After the investigation is complete, the Commission staff will issue a finding called a Determination. The Determination may conclude that:  (1) the investigation did not find “substantial evidence” that discrimination occurred and the complaint therefore will be dismissed; or (2) the investigation found “substantial evidence” exists that discrimination occurred and the complaint will be referred for conciliation (settlement). 

The Conciliation Process

If the Commission staff finds substantial evidence to believe discrimination occurred, the Commission will immediately contact the parties and attempt to facilitate “conciliation”  (settlement). The Respondent will be asked to cease the discriminatory act or practice.

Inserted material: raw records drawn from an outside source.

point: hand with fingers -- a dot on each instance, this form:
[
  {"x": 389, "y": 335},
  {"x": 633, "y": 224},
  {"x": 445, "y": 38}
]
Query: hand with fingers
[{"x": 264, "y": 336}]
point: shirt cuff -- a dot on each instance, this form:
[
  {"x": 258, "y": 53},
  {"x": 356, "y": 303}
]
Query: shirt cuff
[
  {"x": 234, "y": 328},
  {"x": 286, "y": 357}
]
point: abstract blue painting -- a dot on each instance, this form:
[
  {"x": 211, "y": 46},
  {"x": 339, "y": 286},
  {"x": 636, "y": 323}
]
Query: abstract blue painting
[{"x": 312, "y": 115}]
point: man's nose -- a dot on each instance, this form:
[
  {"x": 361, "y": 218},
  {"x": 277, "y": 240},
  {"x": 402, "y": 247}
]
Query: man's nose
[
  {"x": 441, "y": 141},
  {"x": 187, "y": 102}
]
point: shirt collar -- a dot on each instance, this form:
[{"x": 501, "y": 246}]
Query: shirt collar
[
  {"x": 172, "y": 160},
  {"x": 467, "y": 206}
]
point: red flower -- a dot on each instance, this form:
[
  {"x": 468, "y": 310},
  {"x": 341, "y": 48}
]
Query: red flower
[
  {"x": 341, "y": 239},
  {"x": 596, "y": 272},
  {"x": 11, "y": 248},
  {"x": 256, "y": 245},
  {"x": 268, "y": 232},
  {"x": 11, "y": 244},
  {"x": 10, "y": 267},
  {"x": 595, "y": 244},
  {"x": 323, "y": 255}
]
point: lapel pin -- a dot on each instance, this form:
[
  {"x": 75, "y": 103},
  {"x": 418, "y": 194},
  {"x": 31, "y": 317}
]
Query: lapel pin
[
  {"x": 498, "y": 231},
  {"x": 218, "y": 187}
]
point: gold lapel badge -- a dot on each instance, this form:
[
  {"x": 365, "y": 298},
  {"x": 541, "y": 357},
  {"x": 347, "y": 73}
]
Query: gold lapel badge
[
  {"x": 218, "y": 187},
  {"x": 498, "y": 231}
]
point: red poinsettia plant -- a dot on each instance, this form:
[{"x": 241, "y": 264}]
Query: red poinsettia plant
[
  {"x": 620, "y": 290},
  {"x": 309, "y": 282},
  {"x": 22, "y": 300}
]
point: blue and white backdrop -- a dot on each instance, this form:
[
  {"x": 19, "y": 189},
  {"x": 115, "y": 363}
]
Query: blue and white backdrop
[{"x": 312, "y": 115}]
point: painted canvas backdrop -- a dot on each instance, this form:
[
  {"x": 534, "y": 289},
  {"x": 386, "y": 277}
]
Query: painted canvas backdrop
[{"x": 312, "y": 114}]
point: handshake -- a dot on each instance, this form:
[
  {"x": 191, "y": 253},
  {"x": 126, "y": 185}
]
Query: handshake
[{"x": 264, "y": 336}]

Respondent also may be asked to provide make-whole relief to the complainant, undergo training in the laws prohibiting discrimination, adopt an anti-discrimination policy, or take other actions necessary to remedy the discrimination uncovered during the investigation.

The Commission will dismiss the case after the parties have met the requirements set forth in the conciliation agreement.  If an agreement  cannot be reached, the Commission’s Executive Director will certify conciliation failure and may decide to file a formal Accusation and refer the case for public hearing.

Confidentiality

Under the Alaska Human Rights Law, cases are confidential and the Commission is prohibited from disclosing the names of parties or any records or information obtained during an investigation. If a case fails conciliation, the case is no longer considered confidential and may be referred for public hearing.

After conciliation failure, the records and information obtained during the investigation become available to the parties. The records of investigation may also be made available according to the rules of discovery if an action relating to the charge is filed in court.